School system hack highlights need for cybersecurity training in K-12
- Earlier this month, hackers breached the PowerSchool student information system at Orchard Views Schools in Michigan, changing grades and attendance records for some of the district's high school students, EdScoop reports.
- After administrators became aware of the breach on March 8, Superintendent Jim Nielsen shared the information in a letter to parents, as well as on Facebook and the district’s website on March 13.
- Parents of the students affected were notified, but the investigation is still ongoing and it remains unclear if the perpetrators were the same students whose grades and attendance records were altered.
Though the Michigan security breach may have potentially been committed by students seeking to change their own grades, it demonstrates just how vulnerable school networks and the systems connected to them can be. Hackers aiming to steal the personal information of students or staff may see these networks as easy targets, given that many schools and districts are still catching up on cybersecurity as classrooms increasingly go digital.

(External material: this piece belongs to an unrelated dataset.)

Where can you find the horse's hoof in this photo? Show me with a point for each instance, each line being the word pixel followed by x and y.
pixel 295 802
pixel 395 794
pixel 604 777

Among the most vulnerable data: birth dates; addresses; academic progress; behavioral, disciplinary and medical information; web browsing history; students’ geolocations and classroom activities.
Last September, the FBI warned of increasing cybersecurity risks at schools in a public service announcement. The announcement noted that, in late 2017, numerous school systems were targeted and hackers gained information that was used to “contact, extort and threaten students with physical violence and release of their personal information.”
The security breaches were traced back to two large education technology companies and resulted in millions of students’ data being jeopardized, highlighting the need for districts to also be vigilant when it comes to ensuring that vendors are doing everything in their power to keep data secure. In one case, student information gained during a breach was sold on the dark web.
School districts have become a target for hackers because of the massive amounts of information saved and the lack of security protection.
The K-12 education system could follow the lead of colleges and universities, which began going digital earlier and has long since grappled with these issues. To start, campus administrators urge districts to train students on how to protect themselves against security risks.
A University of Dayton study indicated that Gen Z students considers their own device invaluable to their connection to school and their own social lives. Therefore, it’s imperative that students are taught early how to protect themselves, since they will likely be using such individual devices for years to come. But while security systems will need to evolve, ongoing community-based training for both students and staff, teaching them to be suspicious of every email link and attachment, and to utilize safeguards like two-factor authentication, should also be prioritized.
Since this age group has little reason to watch their credit at this point in their lives, it could be years before they realize a breach has occurred. Schools, which store massive amounts of student data, must take all available steps to proactively protect it.